To be fair, IBM embraced open source in the 1990s and has advanced Linux on the mainframe while offering its own BlueMix platform of open source infrastructure, but the advances the company has made with its strategic priorities – Watson, Analytics and its own Cloud offerings have not been able to stanch the challenges.  Revenues have declined over 4 years in a row, and the shares are down nearly 20% in 2018. IBM needed to turn to M&A to offset challenges to the business.  

Why Red Hat? 

Red Hat’s business is based around an open source development model, but the company sells subscription versions of its curated and supported software packages – Red Hat Enterprise Linux (RHEL), Red Hat Enterprise Virtualization (RHEV), OpenShift cloud platform and other products. The company’s business has grown steadily for over 15 years, all subscriptions, with operating margins in the mid-20s comparable with similarly sized enterprise software companies. A key advantage to Red Hat’s model is that the company sources innovations across thousands of open source communities globally, providing significant leverage to R&D spending.   

The triumph of the open source model  

One of the subtle but important shifts in the technology industry over the past several years has been the shift in leading edge innovations in infrastructure software. In the past, proprietary software vendors vie to be the first to introduce innovations to market; with the rise of cloud computing, the most cutting edge innovations are coming from open source. Google, Facebook, Amazon and even Microsoft have released key projects open source, and innovations such as containers, Kubernetes, and NoSQL databases proliferate rapidly. With the Red Hat deal following Microsoft’s acquisition of GitHub and Salesforce’s acquisition of Mulesoft so far in 2018, multi-billion dollar valuations are validation of the of the strategic value of open source.
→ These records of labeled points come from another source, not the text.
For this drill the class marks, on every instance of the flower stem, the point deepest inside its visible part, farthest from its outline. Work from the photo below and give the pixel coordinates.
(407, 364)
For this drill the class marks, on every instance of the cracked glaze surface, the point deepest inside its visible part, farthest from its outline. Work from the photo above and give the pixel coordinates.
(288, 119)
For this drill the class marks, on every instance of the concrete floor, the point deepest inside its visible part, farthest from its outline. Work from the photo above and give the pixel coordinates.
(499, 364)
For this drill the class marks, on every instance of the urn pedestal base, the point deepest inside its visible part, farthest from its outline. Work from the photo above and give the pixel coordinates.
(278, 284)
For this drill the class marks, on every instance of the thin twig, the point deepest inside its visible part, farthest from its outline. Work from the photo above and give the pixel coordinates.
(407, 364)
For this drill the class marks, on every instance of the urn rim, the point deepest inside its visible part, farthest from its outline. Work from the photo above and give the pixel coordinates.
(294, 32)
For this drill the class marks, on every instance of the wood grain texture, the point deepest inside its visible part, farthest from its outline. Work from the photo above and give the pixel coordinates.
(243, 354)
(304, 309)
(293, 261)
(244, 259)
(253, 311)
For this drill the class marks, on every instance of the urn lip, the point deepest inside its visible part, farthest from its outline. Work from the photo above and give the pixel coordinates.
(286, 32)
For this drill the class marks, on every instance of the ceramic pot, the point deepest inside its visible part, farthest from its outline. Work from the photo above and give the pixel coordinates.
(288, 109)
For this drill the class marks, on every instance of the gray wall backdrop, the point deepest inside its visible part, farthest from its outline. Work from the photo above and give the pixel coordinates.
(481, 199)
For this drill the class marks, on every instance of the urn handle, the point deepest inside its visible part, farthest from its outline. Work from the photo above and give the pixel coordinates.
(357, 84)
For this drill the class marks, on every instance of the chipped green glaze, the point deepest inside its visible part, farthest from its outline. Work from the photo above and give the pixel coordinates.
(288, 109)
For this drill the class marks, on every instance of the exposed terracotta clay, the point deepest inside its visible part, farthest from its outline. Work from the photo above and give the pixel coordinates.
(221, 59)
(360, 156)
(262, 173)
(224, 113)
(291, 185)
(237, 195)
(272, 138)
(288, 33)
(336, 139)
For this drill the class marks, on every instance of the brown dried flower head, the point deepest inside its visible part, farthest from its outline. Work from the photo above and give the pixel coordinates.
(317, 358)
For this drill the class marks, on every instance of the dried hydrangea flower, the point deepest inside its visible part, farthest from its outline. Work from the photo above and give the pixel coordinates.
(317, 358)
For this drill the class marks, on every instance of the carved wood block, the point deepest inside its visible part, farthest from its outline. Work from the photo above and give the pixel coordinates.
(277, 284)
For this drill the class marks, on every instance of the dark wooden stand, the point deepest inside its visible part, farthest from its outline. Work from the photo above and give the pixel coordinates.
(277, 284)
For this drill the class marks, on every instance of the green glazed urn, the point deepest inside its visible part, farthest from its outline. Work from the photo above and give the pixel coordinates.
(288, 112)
With Cloudera merging with Hortonworks, this leaves three publicly traded open source companies in the US, the others including Elastic Search and Talend.    

Cloud and open source erode proprietary infrastructure sales, compelling M&A 

For IBM, the company was faced with the choice of continuing to face erosion of its core business from cloud and open source competition. The Red Hat deal will provide a boost to revenues, growth and operating income, but at steep cost: IBM is expected to take on at least $20 billion in debt, and it’s more than likely that interest on the debt could exceed incremental operating profits for the first couple of years.  

Will it work? 

The big pushback to the deal comes from justifiable skepticisms about IBM’s ability to retain talent and culture over the longer term, given the mixed record so far.  From the perspective of the technology community, Red Hat’s advantages stemmed from being agnostic to vendors as a neutral curator of open source software. It’s not clear how will the goodwill from the open source community will translate to a Red Hat under IBM’s umbrella, though IBM has to its credit been an active supporter of Linux. It’s too early to tell whether the deal will succeed, and the consensus view is skeptical, but regardless the Red Hat acquisition marks an important milestone in the maturing of open source software as foundational to enterprise technology.